We did pulse checking through student management committees two weeks after the online replacement of all large classes. This enabled further tweaks to improve the experience. Online meetings were conducted with programme directors and teaching staff to share experiences and rectify common mistakes that were made.

More communication channels were important, ensuring that despite not physically seeing each other, concerns and experiences were shared. The feeling that “we are in this together”, or “if I make a mistake in the online learning platform, I am not the only one, helped to support everyone in the journey.

It was also important to check in with students with special needs, as well as those who were academically weak, to see if they were transitioning smoothly into a different mode of learning.

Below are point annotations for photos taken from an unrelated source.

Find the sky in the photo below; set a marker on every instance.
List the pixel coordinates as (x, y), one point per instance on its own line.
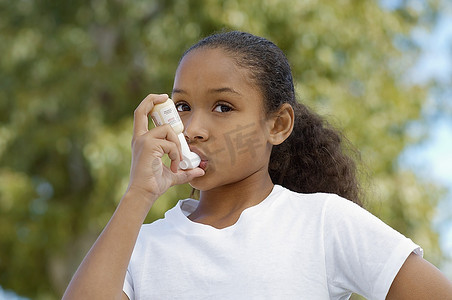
(432, 159)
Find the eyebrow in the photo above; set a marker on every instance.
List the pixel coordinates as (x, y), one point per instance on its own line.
(211, 91)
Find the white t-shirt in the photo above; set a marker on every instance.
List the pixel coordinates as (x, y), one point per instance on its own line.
(289, 246)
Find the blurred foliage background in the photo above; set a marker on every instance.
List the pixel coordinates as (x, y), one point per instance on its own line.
(71, 74)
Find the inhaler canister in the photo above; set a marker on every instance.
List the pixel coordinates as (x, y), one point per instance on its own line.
(166, 113)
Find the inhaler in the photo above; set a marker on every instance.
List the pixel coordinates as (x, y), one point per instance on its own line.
(166, 113)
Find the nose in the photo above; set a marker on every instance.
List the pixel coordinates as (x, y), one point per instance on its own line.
(195, 128)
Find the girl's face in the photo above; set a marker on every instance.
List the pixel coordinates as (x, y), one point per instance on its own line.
(222, 111)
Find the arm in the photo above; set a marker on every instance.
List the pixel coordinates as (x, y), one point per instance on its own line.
(418, 279)
(102, 272)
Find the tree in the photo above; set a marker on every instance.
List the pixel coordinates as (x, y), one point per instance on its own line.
(72, 74)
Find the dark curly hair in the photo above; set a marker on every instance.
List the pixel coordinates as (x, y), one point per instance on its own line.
(313, 158)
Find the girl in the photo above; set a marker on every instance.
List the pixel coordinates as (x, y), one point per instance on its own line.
(271, 222)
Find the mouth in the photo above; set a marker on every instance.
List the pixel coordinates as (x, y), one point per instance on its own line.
(204, 161)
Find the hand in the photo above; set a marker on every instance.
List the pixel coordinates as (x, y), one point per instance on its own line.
(148, 174)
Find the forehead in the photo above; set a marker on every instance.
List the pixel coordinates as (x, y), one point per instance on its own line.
(211, 67)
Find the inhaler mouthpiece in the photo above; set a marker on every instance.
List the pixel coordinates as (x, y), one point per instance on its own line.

Making training available in all shapes and sizes

We rushed into creating many types of training for lecturers to provide online learning, including face-to-face workshops, walk-in consultations, online training and self-help guides. The topics covered how to create narrated slides, how to run effective live streaming classes, how to design alternative assessments, and the use of online proctoring tools for assessments.

Apart from teaching staff who needed training, students were also provided with guides to use the tools, and on getting themselves ready to learn in an online environment. Academic advisers also spent time talking to students about topics such as time management, managing procrastination and recognising that the online learning environment could be distracting for some students.  

There were, of course, some mistakes that could have been avoided

Hybrid models – where large classes are stopped but smaller face-to-face classes continue – can be hard. If any university were to implement this, one important point to remember is timetabling. If students are expected to participate in live streaming online environments, they need quiet locations to do so. Unless the university has adequate quiet spaces, it can be tricky for students to rush from attending an online class at home to coming in physically for laboratory classes. 

If individual lecturers are to run hybrid classes, it takes extra skills and effort to ensure that whatever is communicated in the physical environment is clearly articulated to those at home. Unless the staff member has a device, such as a portable microphone, that allows them to walk around and still project their voices through the laptop, students logged in online can struggle to hear what is being said in the classroom.

Presetting certain features in online learning tools can help prevent some nightmares. Zoom, for example, has features that can be preset, such as auto-mute upon entry or auto-record. Common mistakes reported include students coming into live streaming sessions with private chats streamed for all to hear or running a session and forgetting to record it.

It’s not perfect, but it’s going well

It was unfortunate that one of our students contracted Covid-19 and that a cohort of students had to stop coming into university for two weeks. Nonetheless, they continued learning, and so did the infected student, who live streamed from the hospital when he was well enough.

As for the other students and teaching staff, with social distancing measures in place we are also discovering the joys of online teaching and learning, and improving pain points along the way.

Staying united and learning together through times of crisis has been our biggest lesson from this experience.

May Lim is an associate professor at the Singapore Institute of Technology and director of the Centre for Learning Environment and Assessment Development.